Monsieur le président, monsieur le ministre, mes chers collègues, dans leur combat contre les épidémies, les hommes ont fait d’immenses progrès. Les vaccins et les traitements ont permis de faire reculer les ravages provoqués par les maladies infectieuses, à tel point que l’effroi qu’elles ont causé à nos ancêtres était presque oublié.
La covid-19 est venue nous rappeler les règles de base de la lutte contre les épidémies. Ces règles se résument en trois actions, qui ont connu une actualité nouvelle, mais ont aussi été reformulées à mesure que notre pays réalisait qu’il n’était pas en mesure de toutes les accomplir : tester, tracer, isoler, c’est-à-dire repérer les personnes atteintes, identifier celles qu’elles sont susceptibles d’avoir contaminées, isoler les malades et les personnes contacts afin de limiter la propagation de la maladie et ainsi, progressivement, casser la dynamique des contaminations.
En l’absence de vaccins et de traitements, cette stratégie est la seule disponible et elle a fait la preuve de son efficacité. Pourtant, après l’avoir consciencieusement appliquée, au tout début de l’épidémie, le Gouvernement semble y avoir tout ou partie renoncé.

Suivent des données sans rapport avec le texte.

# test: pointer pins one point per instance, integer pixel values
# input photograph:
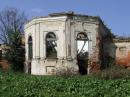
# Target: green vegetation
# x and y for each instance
(22, 85)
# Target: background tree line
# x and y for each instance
(11, 32)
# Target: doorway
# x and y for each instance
(82, 52)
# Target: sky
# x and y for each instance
(114, 13)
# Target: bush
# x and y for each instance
(113, 72)
(21, 85)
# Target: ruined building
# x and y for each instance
(65, 42)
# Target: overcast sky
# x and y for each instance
(115, 13)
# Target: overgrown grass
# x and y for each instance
(22, 85)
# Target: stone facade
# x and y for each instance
(119, 50)
(66, 27)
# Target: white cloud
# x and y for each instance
(37, 10)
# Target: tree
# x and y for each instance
(11, 20)
(11, 30)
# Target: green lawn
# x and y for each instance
(21, 85)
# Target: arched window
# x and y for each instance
(51, 45)
(30, 55)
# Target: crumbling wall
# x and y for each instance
(123, 54)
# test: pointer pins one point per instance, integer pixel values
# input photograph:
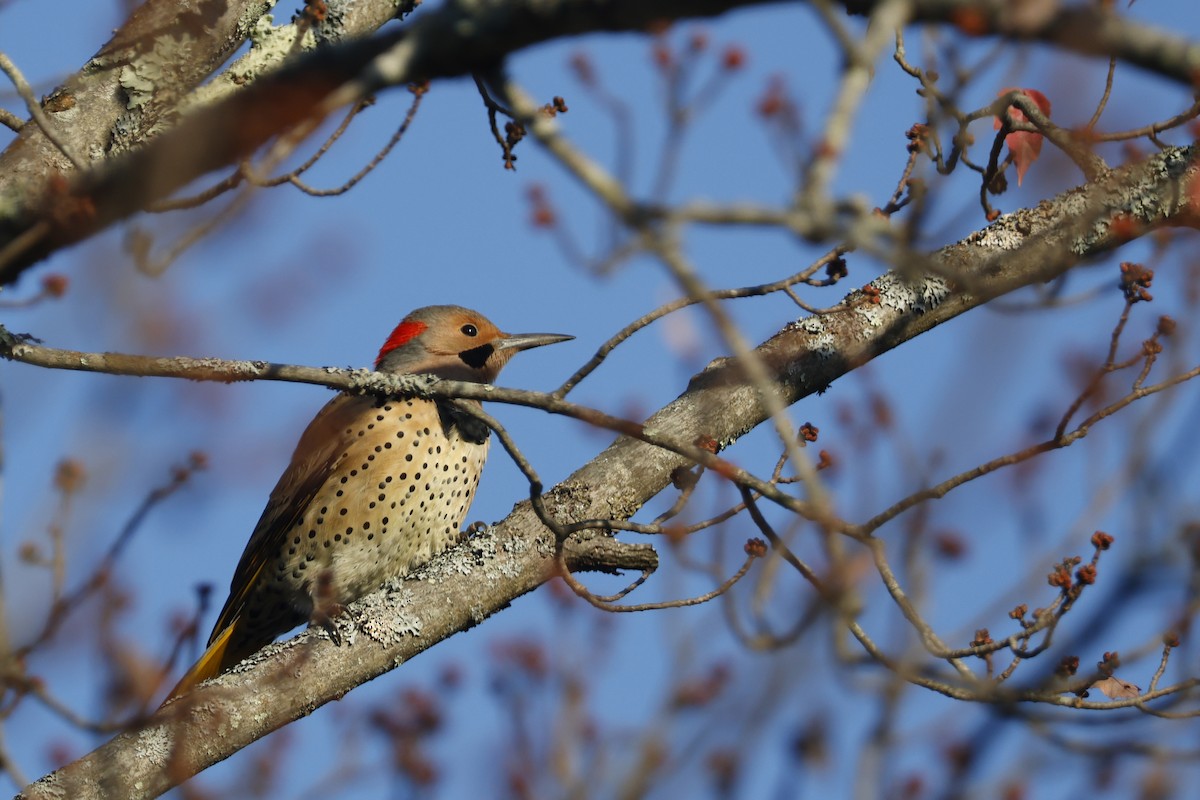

Les Français rapatriés de Wuhan ont été testés et mis à l’isolement dans un centre de vacances ; les personnes contaminées dans le cluster des Contamines ont été isolées à l’hôpital ; celles du cluster de Creil ont été isolées dans les conditions définies par le service de santé des armées. Mais ensuite ?
Sur les trois pans de la stratégie, la constance, mais aussi les moyens ont fait défaut.
Malgré un développement rapide, à l’honneur des équipes de recherche, les tests ont connu un déploiement hésitant et laborieux, le passage au stade industriel se révélant extrêmement complexe.
Il en est résulté tout d’abord une approche malthusienne du recours aux tests, alors que certains de nos voisins testaient beaucoup plus massivement et que l’Organisation mondiale de la santé (OMS) exhortait les États à le faire.
Certaines capacités – les laboratoires privés, vétérinaires ou encore universitaires – ont été laissées à l’écart pour des raisons administratives qui n’étaient pourtant plus de mise dans ce contexte de crise. Leur réintégration dans le jeu s’est faite au moment même où le revirement du Gouvernement sur l’élargissement des personnes à tester percutait de plein fouet des capacités de test encore trop peu organisées.
Pendant de trop longues semaines, notre pays a testé, testé, testé, conformément aux recommandations de l’OMS, mais en pure perte, les résultats ne parvenant aux intéressés qu’une fois achevée la période où ils auraient été utiles.
Pendant toute cette séquence, la détection de cas continuait à se faire à l’hôpital, pour des personnes symptomatiques, à un stade de gravité avancé et trop tard, évidemment, pour organiser un quelconque traçage.
Sur le traçage, nous n’avons guère été meilleurs.
La recherche d’une sophistication excessive s’est traduite par des retards et par une perte globale d’efficacité là où d’autres pays – je pense en particulier à la République de Corée, dont le représentant a été entendu par la commission d’enquête – ont été mieux organisés. L’ambassadeur de France en République de Corée a insisté sur le caractère « assez rustique » des moyens déployés, à rebours de l’image que d’aucuns avaient spontanément d’outils numériques qui seraient intrusifs et quasi totalitaires.
Il s’agissait au contraire de mobiliser le plus de moyens humains possible et d’agir vite, ce que nous n’avons pas fait, laissant une fois de plus de côté les médecins de ville, qui voyaient pourtant dans leurs cabinets la majeure partie des personnes atteintes de la covid-19.
Je serai bref, car je ne veux pas être cruel, sur l’échec, programmé d’emblée, de l’application StopCovid. Cet échec est collectif : cet outil a été conçu avec tant de prérequis que nous savions qu’il ne fonctionnerait pas. D’ailleurs, en un sens, nous ne souhaitions pas qu’il fonctionne vraiment.